The diagnosis of pheochromocytoma is made upon biochemical testing for catecholamine hypersecretion, followed by imaging studies to identify an adrenal tumor. There are many indications for testing that a physician may take into consideration before subjecting patients to many tests and appointments. Some of the indications for testing include the classic triad of symptoms (headache, sweating, and tachycardia), hyperadrenergic spells (palpitations, diaphoresis, tremor, pallor), onset of paroxysmal hypertension or primary hypertension at an early age, or any familial syndromes or history of pheochromocytoma.

Biochemical Testing

The range of biochemical testing that is performed is based upon the index of suspicion that the patient in fact has a pheochromocytoma. Low index of suspicion includes a 24-hour urinary fractionated catecholamines and metanephrines. If there is a high index of suspicion, it is recommended to use a plasma fractionated metanephrines. These tests are performed by high-performance liquid chromatography (HPLC) with tandem mass spectroscopy or electrochemical detection. The more recent techniques have overcome the traditional problems that are associated with drug interference and contrast agents.


Catecholamines are an organic compound that are derived from the amino acid tyrosine. Tyrosine can either be derived from diet or synthesized from phenylalanine. Epinephrine, norepinephrine, and dopamine are the primary catecholamines that are secreted from the adrenal medulla during the sympathetic flight-or-fight response.

Norepinephrine is a neuromodulator and a hormone that circulates in the blood. Its primary function is to mobilize the brain and the body for action as part of the peripheral sympathetic system. In the flight-or-fight response norepinephrine causes arousal and alertness. It enhances the formation and retrieval of memory, and focuses attention. As a hormone it increases cardiac output by increasing the heart rate and blood pressure. It triggers glycolysis and increases vascular blood flow to the skeletal muscles.

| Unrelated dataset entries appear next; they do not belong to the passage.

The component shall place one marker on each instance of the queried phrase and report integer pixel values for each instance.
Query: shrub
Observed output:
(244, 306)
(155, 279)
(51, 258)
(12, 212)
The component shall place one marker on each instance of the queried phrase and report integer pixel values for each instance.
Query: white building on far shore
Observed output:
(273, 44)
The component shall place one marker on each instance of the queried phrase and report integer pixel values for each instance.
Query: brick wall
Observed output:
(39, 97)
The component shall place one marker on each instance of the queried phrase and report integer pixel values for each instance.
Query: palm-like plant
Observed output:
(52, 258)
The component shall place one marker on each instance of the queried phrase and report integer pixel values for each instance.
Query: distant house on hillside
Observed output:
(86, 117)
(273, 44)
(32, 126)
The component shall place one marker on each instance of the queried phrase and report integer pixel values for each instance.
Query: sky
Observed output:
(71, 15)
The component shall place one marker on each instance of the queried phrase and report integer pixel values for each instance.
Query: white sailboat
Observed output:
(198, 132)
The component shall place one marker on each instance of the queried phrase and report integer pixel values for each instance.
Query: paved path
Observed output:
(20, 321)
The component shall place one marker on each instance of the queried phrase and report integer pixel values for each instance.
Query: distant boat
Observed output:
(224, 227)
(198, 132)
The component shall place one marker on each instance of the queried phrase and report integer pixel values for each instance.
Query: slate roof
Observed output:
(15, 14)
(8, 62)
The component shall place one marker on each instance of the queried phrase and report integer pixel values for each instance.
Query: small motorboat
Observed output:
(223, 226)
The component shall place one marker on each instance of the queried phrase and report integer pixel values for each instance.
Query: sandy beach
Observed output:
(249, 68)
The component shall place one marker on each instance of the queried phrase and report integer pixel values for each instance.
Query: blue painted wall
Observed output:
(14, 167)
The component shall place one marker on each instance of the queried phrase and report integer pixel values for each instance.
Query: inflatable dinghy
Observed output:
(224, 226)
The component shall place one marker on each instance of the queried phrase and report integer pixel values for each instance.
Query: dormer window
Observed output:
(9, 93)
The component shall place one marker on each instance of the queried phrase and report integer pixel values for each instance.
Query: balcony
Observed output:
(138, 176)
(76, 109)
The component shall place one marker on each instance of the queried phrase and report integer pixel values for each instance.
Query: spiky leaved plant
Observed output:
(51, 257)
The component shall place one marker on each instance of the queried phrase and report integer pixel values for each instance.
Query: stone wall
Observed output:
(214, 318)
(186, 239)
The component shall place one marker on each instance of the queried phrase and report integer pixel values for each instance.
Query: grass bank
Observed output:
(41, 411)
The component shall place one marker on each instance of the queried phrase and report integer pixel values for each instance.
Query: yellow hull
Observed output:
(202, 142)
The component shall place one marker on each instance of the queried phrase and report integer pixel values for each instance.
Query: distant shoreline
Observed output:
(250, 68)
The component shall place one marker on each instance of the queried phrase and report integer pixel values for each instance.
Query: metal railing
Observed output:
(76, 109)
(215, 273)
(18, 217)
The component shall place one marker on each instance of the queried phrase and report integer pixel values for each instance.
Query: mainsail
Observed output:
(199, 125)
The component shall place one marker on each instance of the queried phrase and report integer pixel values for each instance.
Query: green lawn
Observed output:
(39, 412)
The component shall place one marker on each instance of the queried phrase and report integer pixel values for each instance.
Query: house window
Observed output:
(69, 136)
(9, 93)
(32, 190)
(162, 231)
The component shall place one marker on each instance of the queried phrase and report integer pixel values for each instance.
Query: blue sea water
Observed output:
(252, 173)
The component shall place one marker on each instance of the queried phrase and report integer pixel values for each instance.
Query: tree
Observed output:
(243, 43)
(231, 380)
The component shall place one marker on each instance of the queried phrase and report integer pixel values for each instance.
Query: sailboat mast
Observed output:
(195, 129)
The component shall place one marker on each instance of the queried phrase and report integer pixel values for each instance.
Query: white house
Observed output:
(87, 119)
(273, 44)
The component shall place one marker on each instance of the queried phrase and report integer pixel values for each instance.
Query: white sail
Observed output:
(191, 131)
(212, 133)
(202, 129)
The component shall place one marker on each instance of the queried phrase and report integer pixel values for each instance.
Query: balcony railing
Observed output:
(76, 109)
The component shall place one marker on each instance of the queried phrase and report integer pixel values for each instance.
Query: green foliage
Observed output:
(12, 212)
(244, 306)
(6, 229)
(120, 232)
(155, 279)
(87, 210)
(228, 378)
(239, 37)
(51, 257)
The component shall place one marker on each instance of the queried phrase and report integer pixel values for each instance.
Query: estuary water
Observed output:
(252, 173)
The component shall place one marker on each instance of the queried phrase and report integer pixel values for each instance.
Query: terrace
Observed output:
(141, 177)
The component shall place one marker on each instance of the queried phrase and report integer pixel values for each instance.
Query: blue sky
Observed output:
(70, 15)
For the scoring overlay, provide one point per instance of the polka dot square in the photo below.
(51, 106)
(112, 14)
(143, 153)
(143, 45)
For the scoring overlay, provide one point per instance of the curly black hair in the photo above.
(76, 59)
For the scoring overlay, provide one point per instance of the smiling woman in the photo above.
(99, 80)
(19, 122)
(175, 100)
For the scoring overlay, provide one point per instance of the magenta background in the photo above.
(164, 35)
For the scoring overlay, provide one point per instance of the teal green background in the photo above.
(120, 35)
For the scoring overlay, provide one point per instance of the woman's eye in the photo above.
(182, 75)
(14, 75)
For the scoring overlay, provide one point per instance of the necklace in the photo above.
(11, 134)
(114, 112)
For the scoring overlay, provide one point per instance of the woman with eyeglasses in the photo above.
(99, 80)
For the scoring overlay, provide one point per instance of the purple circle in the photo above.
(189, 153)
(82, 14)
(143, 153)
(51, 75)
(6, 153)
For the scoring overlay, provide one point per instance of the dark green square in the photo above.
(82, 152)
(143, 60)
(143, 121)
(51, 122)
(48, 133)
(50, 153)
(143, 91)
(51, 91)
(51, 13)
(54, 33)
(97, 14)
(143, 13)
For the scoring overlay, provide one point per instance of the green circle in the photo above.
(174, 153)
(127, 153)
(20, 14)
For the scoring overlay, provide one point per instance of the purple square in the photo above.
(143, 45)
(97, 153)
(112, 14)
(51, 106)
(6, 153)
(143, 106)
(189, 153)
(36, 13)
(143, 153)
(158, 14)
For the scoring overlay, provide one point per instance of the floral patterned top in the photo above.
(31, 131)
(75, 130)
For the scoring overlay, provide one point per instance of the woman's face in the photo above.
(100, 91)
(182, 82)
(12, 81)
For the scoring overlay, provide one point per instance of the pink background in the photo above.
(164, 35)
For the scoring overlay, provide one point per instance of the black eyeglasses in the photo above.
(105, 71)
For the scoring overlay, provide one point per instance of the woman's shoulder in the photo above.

Dopamine functions as a neurotransmitter that is released by neurons to send signals to other functioning nerve synapses. Dopamine plays a critical role in reward-motivated behavior. The anticipation of most types of rewards increase the levels of dopamine in the brain. Many addictive drugs mimic this pathway while simultaneously blocking the reuptake of it. Dopamine is also functional in the motor control pathway as a neuromodulator which controls the release of many other hormones. In circulation outside of the brain, dopamine functions as a chemical messenger. It inhibits norepinephrine release and acts as a vasodilator. It increases renal excretion of sodium. It acts to reduce insulin secretion and gastrointestinal motility.

Epinephrine, also known as adrenaline or adrenalin functions as a neurotransmitter, hormone, and as a medication. It plays an important role in increasing cardiac output, pupil dilation, and increasing insulin release to stimulate glycolysis. It acts on the alpha and beta receptors to ultimate activate the flight-or-fight response. Epinephrine is also used medically to treat a number of conditions including anaphylaxis, cardiac arrest, and bleeding.